A subsidiary of NextEra Energy, whose attempt to purchase Hawaiian Electric Co. failed last month, has pulled out of a Department of Hawaiian Home Lands wind energy project in Kahikinui, the deputy director of the department said Thursday.

In November, the Hawaiian Homes Commission awarded a right-of-entry permit and general lease to Boulevard Associates LLC, an affiliate of Florida-based NextEra, to survey 500 acres at Kahikinui on the southern flank of Haleakala to determine if it is feasible for wind power development and, if so, where would be the best site to build 20 wind turbines on about 30 acres. The department controls 22,860 acres in Kahikinui.

The company had three to five years to assess the area and to conduct cultural, environmental and archaeological studies as well as wind and engineering analyses. The Florida utility agreed to pay the department $175,000 per year for the first three years and $200,000 per year for an additional two years, if needed.

If NextEra deemed the 60-megawatt wind project feasible at that point, it would enter into a 20-year general lease with the department and apply for a power purchase agreement with Maui Electric Co. and the Public Utilities Commission. Though the lease rent had not been determined, NextEra representatives said at hearings that its “community benefits package” would top $300,000 each year of the lease.

Department Deputy Chairman William Aila Jr. said Thursday that the department was notified about two weeks ago that the NextEra subsidiary would be withdrawing from the project. That was a few weeks after the PUC rejected Next-Era’s $2.63 billion bid to purchase Hawaiian Electric Co.

NextEra had been collecting meteorological, archaeological and biological data to try to determine the best site for the wind power project, said Aila.

He said that the department may not have to go back to square one because there was another qualified bidder – Sempra Energy. The company has experience in the area, having put up the 21-megawatt Auwahi Wind project on Ulupalakua Ranch land in December 2012.

“We are waiting for advice from the attorney general’s office on how to proceed,” Aila said.

If the attorney general’s office does not allow the department to switch to Sempra, then another request for proposals will have to go out, which will set back the project a year to 18 months, he said.

If negotiations with Sempra were allowed to proceed, Aila said that there would be no need for more public hearings, though beneficiaries of the contract would be consulted during negotiations.
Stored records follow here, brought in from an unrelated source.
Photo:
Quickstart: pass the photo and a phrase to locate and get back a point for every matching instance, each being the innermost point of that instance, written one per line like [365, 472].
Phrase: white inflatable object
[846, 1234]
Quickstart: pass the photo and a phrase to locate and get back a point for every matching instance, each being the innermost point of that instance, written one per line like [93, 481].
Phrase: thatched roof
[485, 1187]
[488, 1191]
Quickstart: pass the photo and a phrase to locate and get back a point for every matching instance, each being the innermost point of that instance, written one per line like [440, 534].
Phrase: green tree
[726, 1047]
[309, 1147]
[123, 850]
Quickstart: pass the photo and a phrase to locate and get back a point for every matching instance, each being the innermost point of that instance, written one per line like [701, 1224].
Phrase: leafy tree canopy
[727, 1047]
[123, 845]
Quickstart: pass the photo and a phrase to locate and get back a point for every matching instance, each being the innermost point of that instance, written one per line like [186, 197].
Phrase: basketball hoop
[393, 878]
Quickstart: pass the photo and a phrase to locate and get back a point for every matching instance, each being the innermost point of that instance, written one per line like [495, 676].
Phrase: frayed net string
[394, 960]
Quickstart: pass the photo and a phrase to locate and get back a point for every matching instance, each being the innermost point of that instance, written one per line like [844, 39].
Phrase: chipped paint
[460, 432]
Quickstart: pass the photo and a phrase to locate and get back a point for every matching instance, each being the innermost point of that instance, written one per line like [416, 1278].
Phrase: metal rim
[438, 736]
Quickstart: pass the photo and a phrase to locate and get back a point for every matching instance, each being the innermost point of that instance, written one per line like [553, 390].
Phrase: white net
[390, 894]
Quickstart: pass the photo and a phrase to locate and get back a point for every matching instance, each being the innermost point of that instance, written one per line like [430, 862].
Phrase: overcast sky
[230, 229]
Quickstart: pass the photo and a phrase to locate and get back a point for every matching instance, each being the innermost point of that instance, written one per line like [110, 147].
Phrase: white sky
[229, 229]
If a full request for proposals is required, there will be public hearings.

Some residents had expressed concerns about desecration of the area and environmental damage at hearings on the wind farm project. However, many Kahikinui homesteaders supported the project as a way to bring much-needed resources and improvements to the area.

“Our general feeling is we continue to have the premier wind location, premier site, for wind power generation on Maui, and we will eventually find a partner to make use of those resources,” Aila said.